OH MY GOSH I ONLY HAVE 20 BOOKS LEFT UNTIL I REACH MY GOAL OF 100
Guys. I know autumn is the best season around, but you know what’s even more amazing?
IT’S HALLOWEEN TIME! I decided early on in September that I was going to start celebrating Halloween as soon as I damn well pleased because I was wearing a Pugsley sweater and listening to Nightmare Before Christmas one day, and it just felt right. Thus, I also thought it would be fun to give myself spooky books to read for the month of October. Or, at least, as spooky as I could get with my current TBR.

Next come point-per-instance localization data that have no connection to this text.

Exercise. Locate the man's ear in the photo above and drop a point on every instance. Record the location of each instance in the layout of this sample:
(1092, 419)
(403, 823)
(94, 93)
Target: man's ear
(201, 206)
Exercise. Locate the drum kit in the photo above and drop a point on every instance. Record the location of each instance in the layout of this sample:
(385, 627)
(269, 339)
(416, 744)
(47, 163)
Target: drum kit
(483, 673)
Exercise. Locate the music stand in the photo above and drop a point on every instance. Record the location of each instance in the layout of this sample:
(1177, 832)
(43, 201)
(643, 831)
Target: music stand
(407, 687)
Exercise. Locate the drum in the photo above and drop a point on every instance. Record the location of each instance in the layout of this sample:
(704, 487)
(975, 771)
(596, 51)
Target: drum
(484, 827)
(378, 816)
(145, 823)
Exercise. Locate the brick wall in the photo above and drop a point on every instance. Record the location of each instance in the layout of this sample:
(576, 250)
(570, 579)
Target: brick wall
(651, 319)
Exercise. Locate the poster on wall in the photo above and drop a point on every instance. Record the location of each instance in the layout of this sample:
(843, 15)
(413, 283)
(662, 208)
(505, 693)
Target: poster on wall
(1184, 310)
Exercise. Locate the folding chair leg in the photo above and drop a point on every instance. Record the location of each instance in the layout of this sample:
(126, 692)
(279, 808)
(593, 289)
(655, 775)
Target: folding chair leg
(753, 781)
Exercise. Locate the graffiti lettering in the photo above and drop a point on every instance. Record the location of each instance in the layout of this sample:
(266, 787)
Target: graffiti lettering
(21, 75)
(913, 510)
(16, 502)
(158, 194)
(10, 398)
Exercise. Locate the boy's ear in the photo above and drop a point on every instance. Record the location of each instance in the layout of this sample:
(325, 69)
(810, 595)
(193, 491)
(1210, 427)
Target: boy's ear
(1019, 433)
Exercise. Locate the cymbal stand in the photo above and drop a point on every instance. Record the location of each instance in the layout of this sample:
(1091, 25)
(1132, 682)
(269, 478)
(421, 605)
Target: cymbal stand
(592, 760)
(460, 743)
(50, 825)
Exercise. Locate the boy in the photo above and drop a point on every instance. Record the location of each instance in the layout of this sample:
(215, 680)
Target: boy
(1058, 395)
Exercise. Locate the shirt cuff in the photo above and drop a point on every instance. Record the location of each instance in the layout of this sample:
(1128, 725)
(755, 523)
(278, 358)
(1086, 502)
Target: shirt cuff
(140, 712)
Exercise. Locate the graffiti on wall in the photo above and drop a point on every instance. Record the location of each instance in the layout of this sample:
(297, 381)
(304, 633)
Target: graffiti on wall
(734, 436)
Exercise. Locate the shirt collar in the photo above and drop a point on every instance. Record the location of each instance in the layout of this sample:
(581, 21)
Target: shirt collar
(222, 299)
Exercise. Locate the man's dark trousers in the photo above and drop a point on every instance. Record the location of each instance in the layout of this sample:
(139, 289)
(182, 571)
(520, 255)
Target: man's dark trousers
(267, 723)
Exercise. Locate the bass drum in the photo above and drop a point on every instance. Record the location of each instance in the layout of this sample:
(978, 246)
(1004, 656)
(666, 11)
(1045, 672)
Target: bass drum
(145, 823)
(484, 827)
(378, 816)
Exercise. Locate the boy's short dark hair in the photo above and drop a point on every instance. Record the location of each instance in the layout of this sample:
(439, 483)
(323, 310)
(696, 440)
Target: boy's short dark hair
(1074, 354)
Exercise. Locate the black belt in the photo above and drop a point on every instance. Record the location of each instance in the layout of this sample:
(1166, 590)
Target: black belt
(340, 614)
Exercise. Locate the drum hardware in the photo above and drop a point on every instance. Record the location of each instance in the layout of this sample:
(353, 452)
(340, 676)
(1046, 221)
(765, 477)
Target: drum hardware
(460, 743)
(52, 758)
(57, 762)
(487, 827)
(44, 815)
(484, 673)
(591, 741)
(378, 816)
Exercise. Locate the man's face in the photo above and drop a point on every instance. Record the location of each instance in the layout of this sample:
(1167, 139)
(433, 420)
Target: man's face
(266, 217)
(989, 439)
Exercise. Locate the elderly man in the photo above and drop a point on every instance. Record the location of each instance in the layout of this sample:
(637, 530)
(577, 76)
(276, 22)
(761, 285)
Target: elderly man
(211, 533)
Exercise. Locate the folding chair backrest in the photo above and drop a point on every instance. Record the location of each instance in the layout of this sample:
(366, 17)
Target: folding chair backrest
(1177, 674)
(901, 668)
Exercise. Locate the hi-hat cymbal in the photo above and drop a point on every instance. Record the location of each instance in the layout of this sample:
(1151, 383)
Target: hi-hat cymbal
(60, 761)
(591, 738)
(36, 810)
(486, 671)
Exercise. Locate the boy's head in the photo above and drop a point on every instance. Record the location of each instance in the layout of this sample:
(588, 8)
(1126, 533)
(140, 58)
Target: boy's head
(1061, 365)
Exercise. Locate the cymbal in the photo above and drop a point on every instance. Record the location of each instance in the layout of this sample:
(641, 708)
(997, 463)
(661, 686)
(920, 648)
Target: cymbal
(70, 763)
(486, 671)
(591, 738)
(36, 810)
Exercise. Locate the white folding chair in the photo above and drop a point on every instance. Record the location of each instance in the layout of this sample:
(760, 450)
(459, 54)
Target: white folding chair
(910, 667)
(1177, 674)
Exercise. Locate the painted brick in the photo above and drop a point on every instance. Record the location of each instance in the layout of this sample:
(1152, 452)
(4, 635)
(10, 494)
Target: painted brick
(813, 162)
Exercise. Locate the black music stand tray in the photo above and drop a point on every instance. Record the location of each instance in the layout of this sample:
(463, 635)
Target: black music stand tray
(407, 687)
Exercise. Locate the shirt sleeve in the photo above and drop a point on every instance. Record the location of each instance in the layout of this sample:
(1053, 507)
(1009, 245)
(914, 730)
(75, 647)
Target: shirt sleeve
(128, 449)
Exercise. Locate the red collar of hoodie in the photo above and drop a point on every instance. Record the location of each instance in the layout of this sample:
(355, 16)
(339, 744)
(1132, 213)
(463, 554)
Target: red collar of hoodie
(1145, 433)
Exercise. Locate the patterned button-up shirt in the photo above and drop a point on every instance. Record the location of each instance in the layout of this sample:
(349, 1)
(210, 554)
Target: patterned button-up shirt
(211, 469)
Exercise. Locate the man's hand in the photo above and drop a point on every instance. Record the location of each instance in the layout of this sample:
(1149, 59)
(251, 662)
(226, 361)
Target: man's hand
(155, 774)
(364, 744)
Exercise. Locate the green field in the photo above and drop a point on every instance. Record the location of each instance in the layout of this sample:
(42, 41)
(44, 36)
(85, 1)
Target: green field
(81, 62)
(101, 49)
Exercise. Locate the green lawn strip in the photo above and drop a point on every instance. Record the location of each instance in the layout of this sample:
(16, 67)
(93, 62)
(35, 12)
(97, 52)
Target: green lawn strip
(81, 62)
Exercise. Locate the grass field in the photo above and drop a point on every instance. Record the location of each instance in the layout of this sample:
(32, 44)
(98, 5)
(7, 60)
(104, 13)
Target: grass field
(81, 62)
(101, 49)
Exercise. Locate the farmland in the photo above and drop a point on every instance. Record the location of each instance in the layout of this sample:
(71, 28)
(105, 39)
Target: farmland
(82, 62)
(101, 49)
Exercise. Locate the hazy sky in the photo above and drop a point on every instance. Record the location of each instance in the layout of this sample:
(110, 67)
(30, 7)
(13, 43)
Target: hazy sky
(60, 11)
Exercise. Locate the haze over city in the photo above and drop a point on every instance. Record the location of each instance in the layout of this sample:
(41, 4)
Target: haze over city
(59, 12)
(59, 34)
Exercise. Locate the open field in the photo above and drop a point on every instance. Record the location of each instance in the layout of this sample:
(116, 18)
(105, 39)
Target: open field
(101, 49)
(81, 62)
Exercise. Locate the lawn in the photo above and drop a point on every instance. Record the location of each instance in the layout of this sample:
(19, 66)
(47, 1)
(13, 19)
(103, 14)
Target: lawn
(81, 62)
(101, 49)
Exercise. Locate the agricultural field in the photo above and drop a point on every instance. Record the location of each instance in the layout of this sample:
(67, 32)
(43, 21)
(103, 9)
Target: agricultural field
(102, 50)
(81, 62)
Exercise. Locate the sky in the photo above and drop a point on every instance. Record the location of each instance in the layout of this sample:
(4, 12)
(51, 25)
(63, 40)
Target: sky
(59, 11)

- Reign of the Fallen by Sarah Glenn Marsh
- Hold Me Closer, Necromancer by Lish McBride
- Preacher: Book One by Garth Ennis & Steve Dillon
- Song of the Dark Crystal by J. M. Lee
- N0S4A2 by Joe Hill
Yes, I did start a little early with the spooky toward the end of September. I also have one preorder coming this month, Muse of Nightmares by Laini Taylor, so I’m hoping to read that, as well. Also, to be completely transparent, I only know if one of these is actually going to be spooky. Reign of the Fallen has undead people in it, though, and Hold Me Closer, Necromancer sounds funny, but necromancers, so that’s a point for Halloween. Preacher will likely just be weird, and Song of the Dark Crystal is going to be scary purely based on the fact that it’s in the Dark Crystal world. I’m expecting Joe Hill’s to be scary because he’s my go-to for weird and scary. A few of my books for September actually would have been perfect for this challenge, so I was clearly feeling the ghostly vibes early on.